Undeterred, the claimant Calcedonio Azzopardi, junior pursued his claim to the title which was granted to his great-grand-father. Calcedonio also published a pamphlet dated 1883 entitled “Carteggio sul titolo di casa Azopardi” where he set out various reasons why his claim should be accepted. In the same year, 1883, a Committee of five Titolati (namely Ciantar, Apap Bologna, De Piro, Manduca and Delicata) recommended to the British Secretary of State for the Colonies as follows Baron Vincenzo died in 1857, after a personal, peaceful possession of nearly 60 year. Calcedonio Azopardi, the junior, succeeded to the paternal rights, in whose person both titles of ‘primogenitor’ and that of possessor of the ‘Primogenitura’ are united; he peacefully held the dignity of Barone diBuleben for the long period of more than 20 years, until unfortunately the Executive Government, without any solid reason, and not in pursuance of a legal action brought before by people that had an interest to sustain the determination of the title of Barone di Buleben, gave him to understand that this title had been for a long time extinct, and what is more remarkable and strange, that it had determined before Baron Vincenzo his father had succeeded to this dignity. Owing to the abovestated reasons it is hoped that the decision, emanated not under the authority of a court of justice, nor delivered on the suit of persons legally interested in the matter, be over-ruled, that ample justice may be done o Baron Calcedonio Azopardi the junior, his sons and descendants by authorizing them, through the grace and favour of the Crown, to hold the said title of Barone di Buleben as it was held previously and possessed by the ‘Primogeniti’ Azopardi possessors of the ‘Primogenitura’ and the memorialist Baron Calcedonio to have his name duly entered in the official list of Titolati.

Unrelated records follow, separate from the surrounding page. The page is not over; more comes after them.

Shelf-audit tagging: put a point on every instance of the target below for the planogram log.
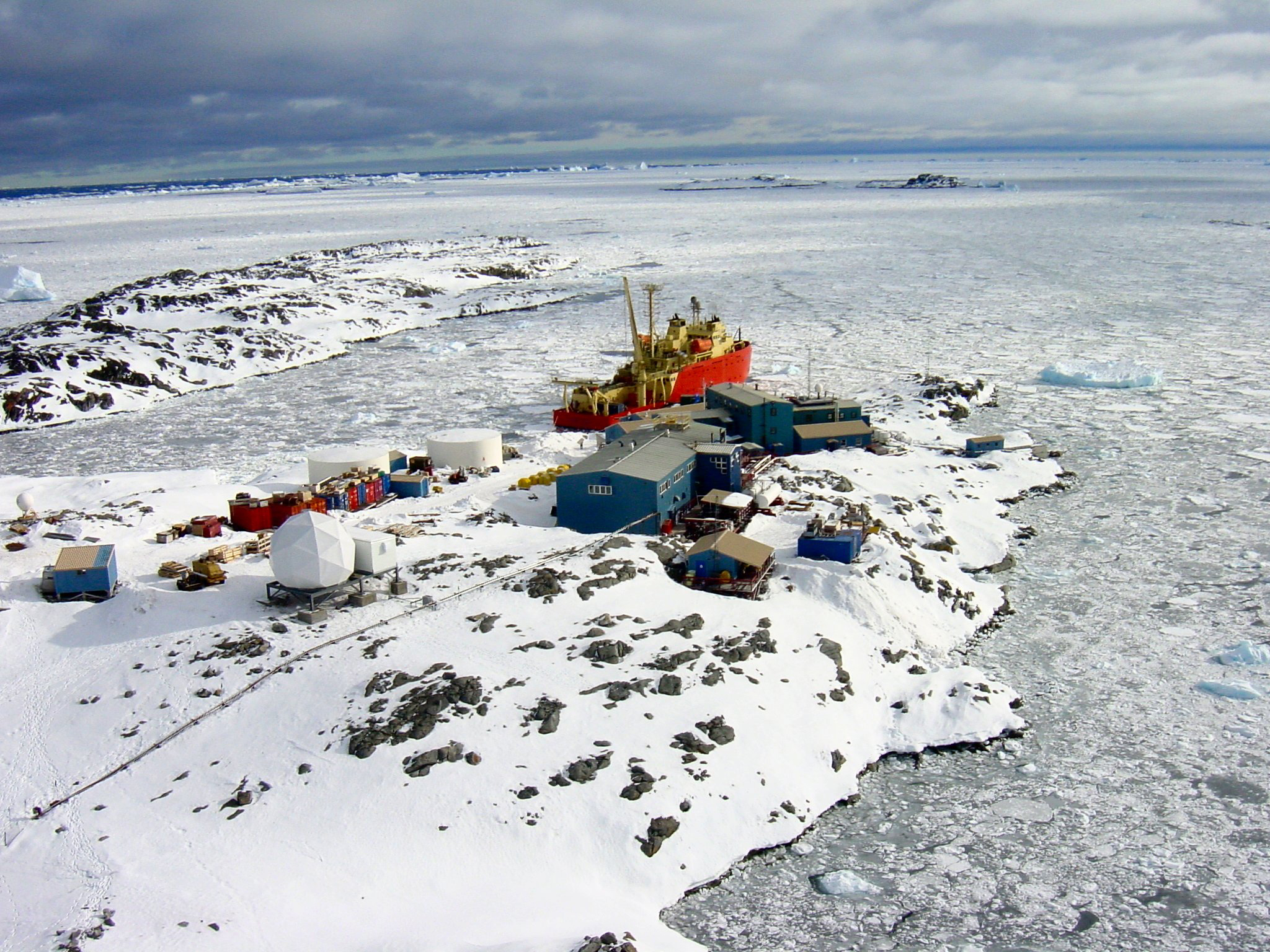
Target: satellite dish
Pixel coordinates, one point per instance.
(311, 551)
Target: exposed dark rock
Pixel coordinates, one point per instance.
(607, 650)
(659, 831)
(417, 712)
(670, 684)
(670, 663)
(420, 764)
(642, 782)
(717, 730)
(546, 712)
(691, 743)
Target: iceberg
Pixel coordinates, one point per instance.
(17, 283)
(843, 883)
(1246, 653)
(1233, 690)
(1100, 374)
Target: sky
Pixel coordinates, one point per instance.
(112, 90)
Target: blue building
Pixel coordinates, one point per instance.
(771, 420)
(719, 466)
(831, 540)
(86, 571)
(643, 478)
(409, 484)
(978, 446)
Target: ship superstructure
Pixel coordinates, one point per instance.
(665, 368)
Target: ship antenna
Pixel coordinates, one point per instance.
(652, 328)
(630, 314)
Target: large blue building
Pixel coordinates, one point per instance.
(774, 421)
(84, 571)
(719, 466)
(643, 479)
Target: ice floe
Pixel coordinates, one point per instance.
(18, 283)
(1100, 374)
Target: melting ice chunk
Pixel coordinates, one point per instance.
(843, 883)
(1245, 653)
(1100, 374)
(17, 283)
(1236, 690)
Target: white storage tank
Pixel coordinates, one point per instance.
(333, 461)
(311, 551)
(470, 448)
(374, 552)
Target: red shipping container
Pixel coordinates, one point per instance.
(251, 516)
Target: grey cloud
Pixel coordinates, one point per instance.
(154, 84)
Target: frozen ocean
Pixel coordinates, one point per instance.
(1134, 811)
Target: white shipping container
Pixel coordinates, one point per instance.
(374, 552)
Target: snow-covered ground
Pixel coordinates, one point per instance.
(602, 739)
(1130, 814)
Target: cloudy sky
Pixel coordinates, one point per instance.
(135, 89)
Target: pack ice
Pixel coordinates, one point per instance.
(175, 333)
(1100, 374)
(17, 283)
(559, 754)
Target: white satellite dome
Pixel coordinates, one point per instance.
(765, 495)
(311, 551)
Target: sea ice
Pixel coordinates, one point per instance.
(843, 883)
(17, 283)
(1235, 690)
(1245, 653)
(1100, 374)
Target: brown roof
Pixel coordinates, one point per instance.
(724, 496)
(842, 428)
(76, 558)
(734, 545)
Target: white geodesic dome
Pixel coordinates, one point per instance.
(311, 551)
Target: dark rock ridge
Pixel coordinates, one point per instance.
(175, 333)
(417, 712)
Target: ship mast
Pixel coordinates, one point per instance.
(652, 329)
(630, 314)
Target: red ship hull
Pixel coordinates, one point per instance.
(691, 381)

This recommendation was accepted by the Secretary of State for the Colonies “without prejudice to any decision of a competent court of law”. See:- “Report of the Committee of Privileges of the Maltese Nobility on the claims of certain members of that body with the Secretary of State’s Reply, August 1883, presented to both Houses of Parliament by Command of Her Majesty (C-3812). (See Doc. 1. “Report” Paras. 2-32; and Doc. 2 “Reply”).

It remains debatable “purely on the basis of the latter recommendation” whether this title can lawfully be inherited through the female line, and/or whether the title can be held by a female. In any event, it is clear that no one can validly claim this title solely on the basis of the grant of 1777 as extended in 1788.